Can't this be std::find(std::begin(Style.ForEachMacros), std::end(Style.ForEachMacros), Name) != std::end(Style.ForEachMacros); ?

briangreenery updated this revision to Unknown Object (????).Mar 4 2014, 1:17 AM

Change ForEachMacros to be a regex instead of a list of strings

Using a regex instead of a list of strings sounds like a much better idea.

I also added another new configuration option SBPO_ControlStatementsAndForEachMacros since it seems like some people put spaces after foreach macros (like the example in bug 17242, bug 18534, and the code I normally work on), and some people don't (like the linux kernel).

Is there something I can do to help get this reviewed?

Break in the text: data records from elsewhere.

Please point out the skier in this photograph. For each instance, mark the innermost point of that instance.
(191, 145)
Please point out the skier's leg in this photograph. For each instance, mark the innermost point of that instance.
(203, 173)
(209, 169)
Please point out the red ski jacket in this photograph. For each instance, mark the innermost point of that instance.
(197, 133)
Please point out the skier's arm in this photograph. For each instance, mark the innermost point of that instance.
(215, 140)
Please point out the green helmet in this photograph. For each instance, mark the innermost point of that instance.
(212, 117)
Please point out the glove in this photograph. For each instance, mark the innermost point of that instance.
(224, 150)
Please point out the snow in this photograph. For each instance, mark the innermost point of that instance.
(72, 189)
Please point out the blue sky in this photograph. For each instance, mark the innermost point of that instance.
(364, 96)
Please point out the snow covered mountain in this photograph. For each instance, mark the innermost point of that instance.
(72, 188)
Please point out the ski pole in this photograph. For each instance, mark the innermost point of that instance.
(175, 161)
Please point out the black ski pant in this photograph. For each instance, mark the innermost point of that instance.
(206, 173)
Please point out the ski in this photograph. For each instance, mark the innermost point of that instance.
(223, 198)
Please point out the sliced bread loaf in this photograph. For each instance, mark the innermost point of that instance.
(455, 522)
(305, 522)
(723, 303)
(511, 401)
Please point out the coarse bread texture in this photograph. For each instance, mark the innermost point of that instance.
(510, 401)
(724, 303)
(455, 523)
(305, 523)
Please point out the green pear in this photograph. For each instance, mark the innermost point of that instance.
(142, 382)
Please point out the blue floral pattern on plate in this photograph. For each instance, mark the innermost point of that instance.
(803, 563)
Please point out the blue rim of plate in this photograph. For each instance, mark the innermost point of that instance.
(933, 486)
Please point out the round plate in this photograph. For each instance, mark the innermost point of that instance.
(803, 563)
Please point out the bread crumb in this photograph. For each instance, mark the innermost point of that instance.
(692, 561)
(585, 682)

I don't think using regular expressions is the right way to go here:

  • We'll want to precisely control which macros are a "foreach". Otherwise, it is too likely to accidentally come up with a method name that matches the regex.
  • Regular expressions have a performance impact, especially in the way they are used here (not precomputed once per token).

I would argue for making this a (e.g. comma-separated) list of macros, which gets parsed into the identifier table used to lookup most of the other identifiers.

docs/ClangFormatStyleOptions.rst
311

Do we really want to treat those separate from control statements? I don't see a good/valid reason for doing so...

@djasper, there are over 500 such macros in the linux kernel. I think a regex is more appropriate than a complete list of such macros.

  1. I don't.
  2. How would you verify that your regex addresses all of those 500 macros.
  3. If you are loose enough, how do you guarantee that you don't also include a function that is not a foreach macro?
  4. Are there really 500 different foreach macros? I couldn't come up with that many different ways of spelling it.

Here is a small subset of such macros to give you an example:
list_for_each_cookie
list_for_each_entry
list_for_each_entry_continue
list_for_each_entry_continue_rcu
list_for_each_entry_continue_reverse
list_for_each_entry_from
list_for_each_entry_rcu
list_for_each_entry_reverse
list_for_each_entry_safe
list_for_each_entry_safe_continue
list_for_each_entry_safe_from
list_for_each_entry_safe_reverse
list_for_each_from
list_for_each_prev
list_for_each_prev_safe
list_for_each_safe
list_for_each_xattr
radix_tree_for_each_chunk
radix_tree_for_each_chunk_slot
radix_tree_for_each_contig
radix_tree_for_each_slot
radix_tree_for_each_tagged

I used the following to find these:
git grep for_each | grep define | grep -P "\w+_for_each\w+" -o | sort -u

That macro gave me no false positives.

  • Not all of those qualify for what this CL implements. They don't expect a variable declaration as the first parameter and don't expect users to add a space between macro name and opening parenthesis. These are false positives (I think actually almost all of the ones you are mentioning).
  • The regex has false positives, e.g. in the git codebase, which defines functions with such names.
briangreenery updated this revision to Unknown Object (????).Mar 30 2014, 11:30 PM

I tried to go with the approach that djasper outlined: support a static list of macros parsed into an identifier table used for lookup.

I'm sorry for the delay in updating this.

A few comments, but otherwise this looks good.

Thank you for working on this. Do you have commit access?

lib/Format/UnwrappedLineParser.cpp
663

Don't fall through implicitly, add "break;".

1051

Nit: 'for', 'while' or foreach macro expected.

lib/Format/UnwrappedLineParser.h
88

I don't see any reason to rename this. ForEachLoops are for loops (which also include range-based for loops).

briangreenery updated this revision to Unknown Object (????).Mar 31 2014, 11:54 PM

Okay, I made those changes. I don't have commit access.

It looks like phabricator only picked up one of the changes to FormatTest.cpp. Here's the diff generated by 'svn diff', which has all changes in it.{F51395}

Added basic testing and minor tweaks and submitted as r205307.

Thank you!